04. September, 2026

Unternehmen

„Das letzte Video“: Wie JP Kraemer in fünf Minuten ein Imperium beendete

Drei Videos in sechs Tagen: Teilgeständnis, Entschuldigung, Abschied. Die Rekonstruktion, wie JP Kraemer per YouTube das Ende seiner 18 Firmen verkündete.

InvestmentWeek, 4. September 2026. Fünf Minuten, ein Stuhl, ein blaues Firmen-Shirt. Mehr Kulisse brauchte Jean Pierre Kraemer nicht, um am Dienstag ein Unternehmen mit rund 100 Millionen Euro Jahresumsatz zu beenden. „Hallo, ich denke, das wird das letzte Video sein, was ich aufnehmen werde“, beginnt der 45-Jährige — und kündigt dann an, alle seine Unternehmen zu schließen. Der Titel des Videos: „Danke!“. Nach zwei Stunden zählte es bereits über 200.000 Aufrufe.

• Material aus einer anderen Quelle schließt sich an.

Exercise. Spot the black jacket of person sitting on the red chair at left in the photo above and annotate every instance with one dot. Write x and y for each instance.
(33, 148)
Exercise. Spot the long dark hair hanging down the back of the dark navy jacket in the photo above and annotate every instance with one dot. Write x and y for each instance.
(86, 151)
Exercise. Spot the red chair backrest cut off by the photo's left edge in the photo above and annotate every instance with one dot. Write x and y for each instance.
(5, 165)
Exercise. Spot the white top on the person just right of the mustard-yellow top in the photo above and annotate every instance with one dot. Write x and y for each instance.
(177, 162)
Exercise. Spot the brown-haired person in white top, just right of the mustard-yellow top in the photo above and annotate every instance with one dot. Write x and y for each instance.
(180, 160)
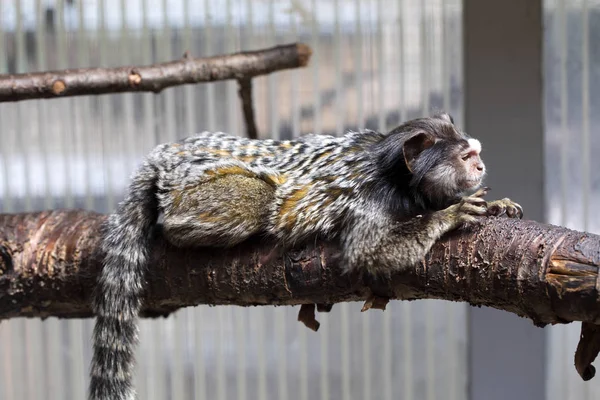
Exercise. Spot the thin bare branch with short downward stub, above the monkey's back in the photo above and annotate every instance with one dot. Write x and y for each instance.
(154, 78)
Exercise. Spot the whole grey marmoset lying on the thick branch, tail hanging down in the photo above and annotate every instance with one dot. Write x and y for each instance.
(386, 197)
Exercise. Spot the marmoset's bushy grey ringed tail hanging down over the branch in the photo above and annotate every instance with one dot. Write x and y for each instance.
(120, 289)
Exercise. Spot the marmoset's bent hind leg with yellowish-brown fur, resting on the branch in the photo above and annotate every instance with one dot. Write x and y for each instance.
(222, 211)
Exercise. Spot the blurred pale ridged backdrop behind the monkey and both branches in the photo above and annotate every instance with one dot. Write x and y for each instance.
(375, 63)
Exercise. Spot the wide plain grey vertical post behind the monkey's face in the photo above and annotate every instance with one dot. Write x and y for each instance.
(503, 99)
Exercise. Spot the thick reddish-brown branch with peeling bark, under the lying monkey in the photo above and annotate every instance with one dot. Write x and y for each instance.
(49, 261)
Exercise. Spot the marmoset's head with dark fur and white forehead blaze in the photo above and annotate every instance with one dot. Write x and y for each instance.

Drei Videos in sechs Tagen

Die Ankündigung war der Schlusspunkt einer Eskalation in drei Akten. Am 28. August hatte sich Kraemer erstmals zu den Gewaltvorwürfen geäußert, nachdem Aufnahmen öffentlich geworden waren, die Übergriffe auf seine Ehefrau Julia Meck zeigen sollen. In zwei Videos räumte er die Vorwürfe weitgehend ein: „In der Wut habe ich ihr dann die Kette vom Hals gerissen, und auch der Schlag mit der flachen Hand war falsch.“ Und: „Man schlägt keine Frauen, das ist auch richtig, das war nicht in Ordnung von mir.“

Zugleich erhob er Vorwürfe gegen Meck — auch sie habe ihn geschlagen. Die 25-Jährige sagte der „Bild“, sie habe ihm in einer Defensivsituation auf die Brust gehauen, und berichtete ihrerseits von wiederholten Misshandlungen. Für beide gilt die Unschuldsvermutung. In den Videos machte Kraemer auch die Trennung öffentlich: „Julia und ich haben uns getrennt und lassen uns scheiden.“

Das Abschiedsvideo

Im dritten Video dann der Paukenschlag. Kraemer entschuldigt sich direkt bei seiner Noch-Ehefrau: „Ich möchte mich vorab bei allen Menschen entschuldigen, vor allem bei dir, Julia, was ich dir angetan habe. Und wie ich dich verletzt habe. Körperlich sowie menschlich.“ Er sei „kein böser Mensch“, habe sich aber „einfach nicht immer unter Kontrolle“.

Dann die geschäftliche Konsequenz: „Ich werde alle Unternehmen schließen.“ Wie er das mache, sei ihm „selbst noch ein Rätsel“. Den Tränen nahe bedankt er sich bei den Mitarbeitern, die den Weg mit ihm gegangen seien. Was mit Gebäuden, Bestellungen und Beschäftigten passiert, müsse er nun regeln. Der letzte Satz: „So endet das.“

Was das Video nicht beantwortet

Offen bleibt praktisch alles Operative: Rund 18 Gesellschaften, etwa 80 Mitarbeiter, laufende Mietverträge, Kundenbestellungen, ein Museum, eine Fahrzeugsammlung von rund 100 Autos. Den Überblick über die angekündigte Schließung und die rechtlichen Wege einer Abwicklung haben wir separat aufbereitet.

Juristisch ist der Fall ohnehin nicht beendet: Die Staatsanwaltschaft Dortmund hat die Ermittlungen wegen Körperverletzung und Sachbeschädigung wieder aufgenommen.